Scottish tax revenues ‘will be undermined by slow growth’

28 Feb 19

A warning has been sounded over Scotland’s public finances as new figures show tax revenues will be undermined by sluggish wage growth north of the border.

Analysis by the Fraser of Allander Institute suggests that weak growth in the Scottish income tax base compared to the rest of the UK will diminish the Scottish Government’s ability to fund public services.

Although income tax outturn figures for 2017-18 will not be published until the summer, early data on the number and average income of taxpayers who make contributions through PAYE paints “a concerning picture”, the institute said.

A breakdown of the figures from HMRC shows total PAYE employment income per head growing more slowly in Scotland than the rest of the UK.

In 2017-18, income per capita grew by 2.4% in Scotland compared to 3.7% elsewhere in the country. That trend continued in the first half of 2018-19, with growth north of border at 2% and 3.9% in the first two quarters of the year, well behind the comparable figures of 3.6% and 4.7% in the rest of the UK.

The data suggests previous income tax forecasts may have been overoptimistic, leaving the Scottish Government to plug gaps in its budget for the next two years through borrowing, reduced spending, tax rises or use of the Scotland Reserve.
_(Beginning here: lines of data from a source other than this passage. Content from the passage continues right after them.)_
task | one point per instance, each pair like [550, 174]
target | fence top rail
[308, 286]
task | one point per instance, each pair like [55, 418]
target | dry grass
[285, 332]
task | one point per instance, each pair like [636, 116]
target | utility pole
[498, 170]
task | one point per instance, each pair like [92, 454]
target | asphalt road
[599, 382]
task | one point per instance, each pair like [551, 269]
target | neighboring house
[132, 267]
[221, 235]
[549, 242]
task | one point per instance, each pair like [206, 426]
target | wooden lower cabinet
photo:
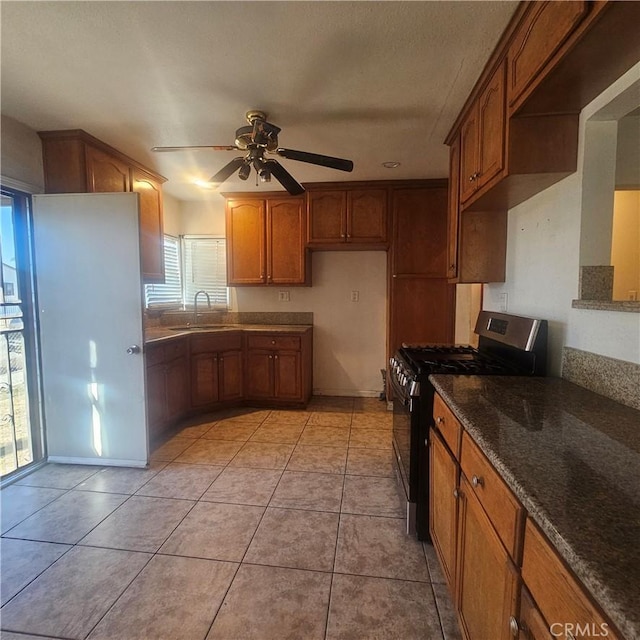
[487, 578]
[167, 385]
[443, 505]
[278, 368]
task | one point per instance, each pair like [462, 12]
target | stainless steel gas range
[507, 345]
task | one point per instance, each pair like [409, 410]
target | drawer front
[175, 349]
[210, 343]
[559, 596]
[447, 424]
[154, 354]
[274, 342]
[504, 511]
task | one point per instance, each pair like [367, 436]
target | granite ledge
[165, 333]
[572, 457]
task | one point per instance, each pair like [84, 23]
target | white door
[89, 288]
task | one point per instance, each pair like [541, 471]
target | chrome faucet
[195, 304]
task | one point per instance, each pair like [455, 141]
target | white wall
[543, 256]
[21, 160]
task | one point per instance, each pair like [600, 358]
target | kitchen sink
[201, 327]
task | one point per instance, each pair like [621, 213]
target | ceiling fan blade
[314, 158]
[284, 177]
[195, 148]
[228, 170]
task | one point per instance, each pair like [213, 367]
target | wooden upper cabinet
[453, 212]
[543, 30]
[482, 138]
[327, 219]
[350, 218]
[419, 246]
[106, 173]
[266, 241]
[76, 162]
[367, 216]
[246, 241]
[149, 191]
[286, 256]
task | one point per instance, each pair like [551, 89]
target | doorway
[21, 436]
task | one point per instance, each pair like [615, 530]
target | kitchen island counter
[572, 457]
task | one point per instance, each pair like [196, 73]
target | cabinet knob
[514, 628]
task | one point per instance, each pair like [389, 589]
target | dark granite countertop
[572, 457]
[156, 334]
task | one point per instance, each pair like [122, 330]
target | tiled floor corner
[248, 524]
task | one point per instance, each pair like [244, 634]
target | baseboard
[346, 394]
[99, 462]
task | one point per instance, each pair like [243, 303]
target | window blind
[205, 268]
[168, 294]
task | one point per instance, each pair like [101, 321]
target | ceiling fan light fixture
[244, 172]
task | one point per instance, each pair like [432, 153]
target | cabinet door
[486, 578]
[419, 232]
[327, 217]
[543, 30]
[259, 374]
[204, 379]
[156, 392]
[230, 371]
[469, 155]
[443, 505]
[286, 236]
[149, 191]
[287, 375]
[177, 389]
[532, 625]
[246, 242]
[491, 126]
[453, 215]
[367, 216]
[105, 173]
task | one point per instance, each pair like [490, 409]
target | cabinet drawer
[447, 424]
[559, 596]
[154, 354]
[209, 343]
[504, 511]
[175, 349]
[274, 342]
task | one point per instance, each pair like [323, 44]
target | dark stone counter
[572, 457]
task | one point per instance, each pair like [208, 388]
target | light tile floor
[247, 524]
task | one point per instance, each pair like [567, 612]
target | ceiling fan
[257, 139]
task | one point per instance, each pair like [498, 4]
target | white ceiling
[368, 81]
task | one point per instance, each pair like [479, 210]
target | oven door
[405, 420]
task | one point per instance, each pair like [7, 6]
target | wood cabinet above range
[76, 162]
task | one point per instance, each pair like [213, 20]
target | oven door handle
[401, 393]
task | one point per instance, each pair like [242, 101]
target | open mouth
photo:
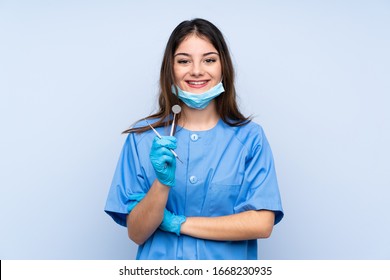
[197, 84]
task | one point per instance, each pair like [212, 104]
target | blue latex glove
[163, 160]
[135, 199]
[172, 222]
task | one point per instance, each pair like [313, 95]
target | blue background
[74, 74]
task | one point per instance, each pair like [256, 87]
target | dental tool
[176, 109]
[159, 136]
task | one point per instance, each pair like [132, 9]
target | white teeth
[197, 83]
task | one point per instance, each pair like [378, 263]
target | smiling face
[197, 65]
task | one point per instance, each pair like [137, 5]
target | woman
[224, 195]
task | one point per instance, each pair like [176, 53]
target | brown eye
[183, 61]
[210, 60]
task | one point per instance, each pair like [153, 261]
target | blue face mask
[198, 101]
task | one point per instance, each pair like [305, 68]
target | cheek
[178, 73]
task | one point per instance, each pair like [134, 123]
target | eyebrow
[205, 54]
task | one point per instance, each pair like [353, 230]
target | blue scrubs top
[226, 170]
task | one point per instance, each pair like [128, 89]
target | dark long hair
[226, 103]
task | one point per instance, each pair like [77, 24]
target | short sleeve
[129, 179]
[260, 181]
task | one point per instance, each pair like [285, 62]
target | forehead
[194, 44]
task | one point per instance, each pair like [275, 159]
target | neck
[197, 120]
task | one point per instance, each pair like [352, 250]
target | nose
[197, 70]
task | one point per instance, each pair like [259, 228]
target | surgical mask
[198, 101]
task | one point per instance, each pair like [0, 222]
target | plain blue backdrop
[74, 74]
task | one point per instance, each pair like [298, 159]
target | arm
[242, 226]
[150, 209]
[147, 215]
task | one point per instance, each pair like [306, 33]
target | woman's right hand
[163, 160]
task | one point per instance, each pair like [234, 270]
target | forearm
[146, 217]
[242, 226]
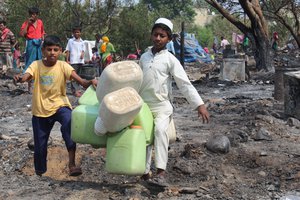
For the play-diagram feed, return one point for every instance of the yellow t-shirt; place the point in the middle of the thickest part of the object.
(49, 92)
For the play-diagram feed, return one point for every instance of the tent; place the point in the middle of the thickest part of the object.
(193, 52)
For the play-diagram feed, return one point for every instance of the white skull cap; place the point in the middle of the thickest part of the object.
(165, 21)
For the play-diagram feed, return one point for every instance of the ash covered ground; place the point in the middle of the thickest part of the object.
(263, 161)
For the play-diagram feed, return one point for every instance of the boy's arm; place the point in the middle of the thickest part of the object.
(68, 56)
(22, 78)
(84, 83)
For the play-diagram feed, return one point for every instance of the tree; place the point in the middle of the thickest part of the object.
(285, 12)
(257, 31)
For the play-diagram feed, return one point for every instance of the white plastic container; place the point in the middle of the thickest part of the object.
(119, 108)
(119, 75)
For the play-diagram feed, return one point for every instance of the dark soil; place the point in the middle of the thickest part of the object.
(254, 168)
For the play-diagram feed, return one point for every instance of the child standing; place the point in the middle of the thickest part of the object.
(159, 66)
(16, 56)
(107, 51)
(50, 102)
(75, 55)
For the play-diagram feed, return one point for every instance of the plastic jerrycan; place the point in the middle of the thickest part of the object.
(119, 75)
(82, 126)
(126, 152)
(89, 97)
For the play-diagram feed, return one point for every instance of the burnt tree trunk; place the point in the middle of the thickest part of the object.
(257, 32)
(262, 55)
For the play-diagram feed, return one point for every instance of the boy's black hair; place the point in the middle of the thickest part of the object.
(33, 10)
(163, 27)
(3, 22)
(51, 40)
(76, 28)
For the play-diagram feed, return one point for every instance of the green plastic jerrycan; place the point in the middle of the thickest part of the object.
(126, 152)
(145, 120)
(89, 97)
(82, 126)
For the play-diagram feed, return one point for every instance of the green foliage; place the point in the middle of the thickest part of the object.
(171, 9)
(222, 27)
(133, 31)
(204, 35)
(128, 25)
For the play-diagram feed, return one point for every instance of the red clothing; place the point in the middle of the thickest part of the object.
(32, 32)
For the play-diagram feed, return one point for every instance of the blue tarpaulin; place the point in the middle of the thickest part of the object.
(193, 52)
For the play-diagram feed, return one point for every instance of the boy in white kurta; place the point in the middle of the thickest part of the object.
(159, 66)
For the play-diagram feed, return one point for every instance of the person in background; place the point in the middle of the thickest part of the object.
(16, 56)
(159, 66)
(50, 103)
(75, 56)
(98, 41)
(107, 51)
(33, 31)
(224, 43)
(7, 40)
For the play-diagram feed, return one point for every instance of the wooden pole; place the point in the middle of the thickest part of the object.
(182, 44)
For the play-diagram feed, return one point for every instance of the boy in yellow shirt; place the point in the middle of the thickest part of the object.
(50, 102)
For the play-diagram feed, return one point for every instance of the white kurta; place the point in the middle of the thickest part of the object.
(156, 90)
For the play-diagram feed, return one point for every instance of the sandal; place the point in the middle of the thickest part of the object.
(158, 180)
(75, 171)
(145, 177)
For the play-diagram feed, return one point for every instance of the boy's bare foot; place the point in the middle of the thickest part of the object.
(75, 171)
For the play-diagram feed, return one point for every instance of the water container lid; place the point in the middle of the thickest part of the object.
(135, 127)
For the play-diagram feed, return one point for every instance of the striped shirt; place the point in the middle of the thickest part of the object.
(7, 42)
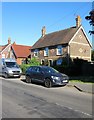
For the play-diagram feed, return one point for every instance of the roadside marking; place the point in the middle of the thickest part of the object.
(76, 110)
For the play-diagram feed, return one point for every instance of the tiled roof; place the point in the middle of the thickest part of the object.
(21, 50)
(56, 38)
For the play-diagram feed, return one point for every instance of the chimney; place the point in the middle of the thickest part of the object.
(9, 40)
(14, 43)
(78, 21)
(43, 31)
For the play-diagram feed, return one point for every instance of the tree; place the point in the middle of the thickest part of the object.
(91, 20)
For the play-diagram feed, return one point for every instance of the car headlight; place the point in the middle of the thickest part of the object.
(55, 78)
(10, 71)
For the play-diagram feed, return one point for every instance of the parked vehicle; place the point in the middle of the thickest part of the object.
(47, 75)
(9, 68)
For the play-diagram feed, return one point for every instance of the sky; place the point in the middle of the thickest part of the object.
(23, 21)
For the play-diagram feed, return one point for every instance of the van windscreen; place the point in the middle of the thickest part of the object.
(11, 64)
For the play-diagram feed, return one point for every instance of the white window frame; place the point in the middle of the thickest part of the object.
(59, 47)
(36, 53)
(46, 51)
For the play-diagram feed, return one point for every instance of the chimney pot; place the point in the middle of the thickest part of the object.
(9, 40)
(78, 21)
(43, 31)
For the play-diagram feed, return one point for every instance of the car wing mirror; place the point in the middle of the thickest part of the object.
(42, 72)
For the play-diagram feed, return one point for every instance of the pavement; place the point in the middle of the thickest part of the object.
(82, 87)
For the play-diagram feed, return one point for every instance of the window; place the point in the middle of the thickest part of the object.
(36, 53)
(46, 50)
(59, 50)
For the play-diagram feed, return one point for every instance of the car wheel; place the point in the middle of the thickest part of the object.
(48, 83)
(28, 79)
(6, 75)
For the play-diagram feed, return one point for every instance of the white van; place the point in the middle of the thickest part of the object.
(9, 68)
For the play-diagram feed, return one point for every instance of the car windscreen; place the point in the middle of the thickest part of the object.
(11, 64)
(49, 70)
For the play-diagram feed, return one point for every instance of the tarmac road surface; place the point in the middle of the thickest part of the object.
(22, 100)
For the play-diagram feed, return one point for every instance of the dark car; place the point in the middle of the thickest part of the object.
(47, 75)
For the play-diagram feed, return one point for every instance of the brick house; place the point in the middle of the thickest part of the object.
(5, 49)
(19, 52)
(61, 46)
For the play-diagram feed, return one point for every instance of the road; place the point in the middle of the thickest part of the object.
(22, 100)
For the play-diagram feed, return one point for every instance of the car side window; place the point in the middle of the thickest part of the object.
(30, 69)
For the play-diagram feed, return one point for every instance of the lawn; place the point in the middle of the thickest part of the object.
(83, 79)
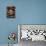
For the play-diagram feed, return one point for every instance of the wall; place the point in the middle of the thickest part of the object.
(27, 12)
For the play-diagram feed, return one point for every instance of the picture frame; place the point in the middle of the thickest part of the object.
(11, 12)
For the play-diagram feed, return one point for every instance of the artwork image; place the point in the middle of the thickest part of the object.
(11, 11)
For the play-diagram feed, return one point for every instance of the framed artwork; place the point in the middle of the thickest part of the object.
(11, 11)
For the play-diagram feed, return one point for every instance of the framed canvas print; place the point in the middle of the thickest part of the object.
(11, 11)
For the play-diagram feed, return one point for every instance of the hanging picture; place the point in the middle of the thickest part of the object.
(11, 11)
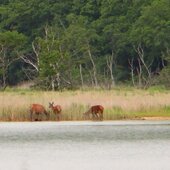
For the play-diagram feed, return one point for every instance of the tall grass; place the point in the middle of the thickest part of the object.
(118, 103)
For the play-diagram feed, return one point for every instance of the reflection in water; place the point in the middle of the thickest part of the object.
(124, 145)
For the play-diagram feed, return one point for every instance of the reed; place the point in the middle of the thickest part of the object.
(118, 103)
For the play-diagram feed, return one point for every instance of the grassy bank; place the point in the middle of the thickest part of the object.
(118, 103)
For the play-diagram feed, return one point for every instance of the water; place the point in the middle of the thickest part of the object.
(124, 145)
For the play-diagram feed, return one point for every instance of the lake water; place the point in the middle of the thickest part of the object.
(115, 145)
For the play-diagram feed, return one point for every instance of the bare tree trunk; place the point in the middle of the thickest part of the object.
(132, 71)
(139, 71)
(94, 66)
(109, 61)
(92, 82)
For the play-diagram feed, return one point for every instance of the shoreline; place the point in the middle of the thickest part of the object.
(154, 118)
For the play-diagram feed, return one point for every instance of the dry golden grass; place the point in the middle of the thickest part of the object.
(118, 104)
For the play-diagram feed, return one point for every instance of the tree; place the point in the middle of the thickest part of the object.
(11, 44)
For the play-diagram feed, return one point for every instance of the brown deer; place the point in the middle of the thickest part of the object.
(38, 109)
(96, 111)
(56, 109)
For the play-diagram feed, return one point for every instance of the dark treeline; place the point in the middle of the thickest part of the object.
(74, 43)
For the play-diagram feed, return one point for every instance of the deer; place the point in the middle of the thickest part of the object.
(96, 111)
(38, 109)
(56, 109)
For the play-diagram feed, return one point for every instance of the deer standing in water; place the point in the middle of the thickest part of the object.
(96, 111)
(56, 109)
(38, 109)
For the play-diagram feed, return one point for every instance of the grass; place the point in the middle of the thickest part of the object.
(120, 103)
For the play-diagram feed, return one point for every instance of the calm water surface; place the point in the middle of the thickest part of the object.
(124, 145)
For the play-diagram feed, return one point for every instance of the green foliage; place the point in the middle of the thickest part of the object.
(69, 34)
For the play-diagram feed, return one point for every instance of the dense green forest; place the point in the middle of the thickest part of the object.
(73, 43)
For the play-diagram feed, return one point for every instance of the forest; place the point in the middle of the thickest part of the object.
(71, 44)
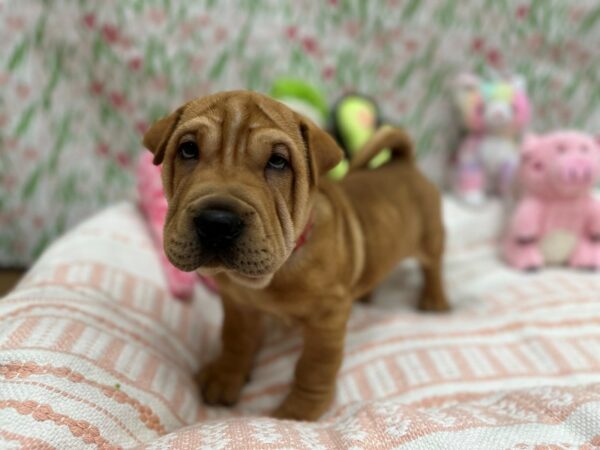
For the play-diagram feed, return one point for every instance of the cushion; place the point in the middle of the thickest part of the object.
(93, 352)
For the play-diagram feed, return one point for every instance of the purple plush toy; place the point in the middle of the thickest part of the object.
(494, 115)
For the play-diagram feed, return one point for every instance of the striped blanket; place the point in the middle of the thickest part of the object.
(95, 354)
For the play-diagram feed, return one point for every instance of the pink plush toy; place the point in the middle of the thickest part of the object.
(153, 204)
(557, 220)
(494, 114)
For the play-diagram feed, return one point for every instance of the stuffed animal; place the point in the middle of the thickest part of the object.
(354, 119)
(302, 97)
(153, 204)
(494, 115)
(557, 220)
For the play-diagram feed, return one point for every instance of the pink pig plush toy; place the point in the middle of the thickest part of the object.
(557, 220)
(494, 114)
(152, 202)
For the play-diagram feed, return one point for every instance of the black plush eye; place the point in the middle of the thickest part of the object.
(277, 162)
(188, 150)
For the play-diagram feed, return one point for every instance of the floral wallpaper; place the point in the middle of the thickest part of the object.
(81, 80)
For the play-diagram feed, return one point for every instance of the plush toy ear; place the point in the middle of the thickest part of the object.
(157, 136)
(323, 153)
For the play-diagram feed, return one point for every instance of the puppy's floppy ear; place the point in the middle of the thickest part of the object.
(323, 153)
(157, 136)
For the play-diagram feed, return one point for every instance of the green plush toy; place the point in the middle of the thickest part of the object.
(354, 119)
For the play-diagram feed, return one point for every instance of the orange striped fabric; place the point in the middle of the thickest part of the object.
(93, 352)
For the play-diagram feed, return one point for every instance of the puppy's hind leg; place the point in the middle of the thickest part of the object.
(433, 295)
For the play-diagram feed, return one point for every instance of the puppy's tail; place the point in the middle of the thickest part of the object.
(387, 136)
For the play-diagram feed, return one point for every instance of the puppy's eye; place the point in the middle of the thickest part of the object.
(277, 162)
(188, 150)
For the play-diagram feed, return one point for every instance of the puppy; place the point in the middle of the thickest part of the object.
(248, 205)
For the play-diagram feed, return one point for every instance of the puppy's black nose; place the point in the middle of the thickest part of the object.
(218, 227)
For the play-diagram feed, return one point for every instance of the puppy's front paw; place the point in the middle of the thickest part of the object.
(297, 407)
(220, 386)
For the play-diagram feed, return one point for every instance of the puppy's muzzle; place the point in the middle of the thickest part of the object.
(218, 228)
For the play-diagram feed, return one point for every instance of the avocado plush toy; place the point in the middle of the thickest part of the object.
(354, 119)
(302, 97)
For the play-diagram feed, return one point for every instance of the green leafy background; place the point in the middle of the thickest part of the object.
(81, 80)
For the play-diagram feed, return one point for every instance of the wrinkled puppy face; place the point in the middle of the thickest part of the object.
(238, 170)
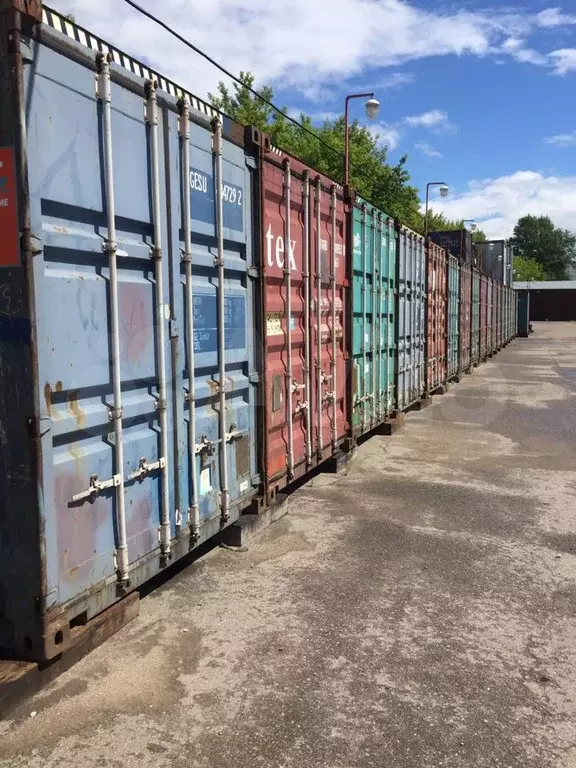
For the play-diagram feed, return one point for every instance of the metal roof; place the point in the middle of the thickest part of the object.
(546, 285)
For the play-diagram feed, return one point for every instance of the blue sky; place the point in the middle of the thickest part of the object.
(478, 95)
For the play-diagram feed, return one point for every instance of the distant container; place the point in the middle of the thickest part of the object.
(453, 324)
(411, 323)
(304, 299)
(437, 308)
(475, 329)
(457, 241)
(523, 313)
(465, 316)
(483, 316)
(374, 254)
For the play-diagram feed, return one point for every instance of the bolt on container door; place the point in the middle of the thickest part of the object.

Slow wage growth predated the devolution of tax powers and so has not been caused by a behavioural response to the Scottish Government’s tax policy, which has seen the introduction of a new five band system under which higher earners pay more.

Rather, the institute said, it was “a much longer term challenge”, possibly related to the decline in the oil sector.

Concern over earnings has already been reflected in Scotland’s budget for 2019-20, in which a £500m boost in revenues as a result of Scottish income tax policy was largely offset by weak underlying income growth.

The extent of Scotland’s under-performance in this area should not be underestimated, it said.

Scotland has been at the bottom of the UK’s regional league table for average pay from PAYE earnings since 2015 and there was now an “urgent need” to understand the drivers behind the trend.

“Whatever the reason for this weaker performance, it doesn’t represent good news for the Scottish budget,” the institute said.

“The indications are that the Scottish income tax base is growing more weakly in Scotland than in the rest of the UK, with implications for the resources available to fund public services.”

A spokesperson for the Scottish Government said the analysis referenced the latest forecasts for reconciliation, which were likely to change again before the release of final outturn figures.

“Each Scottish Government budget is based on the best forecasts, made with the most up to date information available at the time, and we will manage all future reconciliations in a fiscally responsible way,” he said.

As the institute itself had highlighted, the data published by HMRC was based on PAYE and did not paint the full picture of Scottish tax receipts as it excluded self-assessment or occupational pension income. 

“[It] also points out that the data relates to average earnings, and so tells us nothing about the wider income distribution and how it is changing over the year,” he said.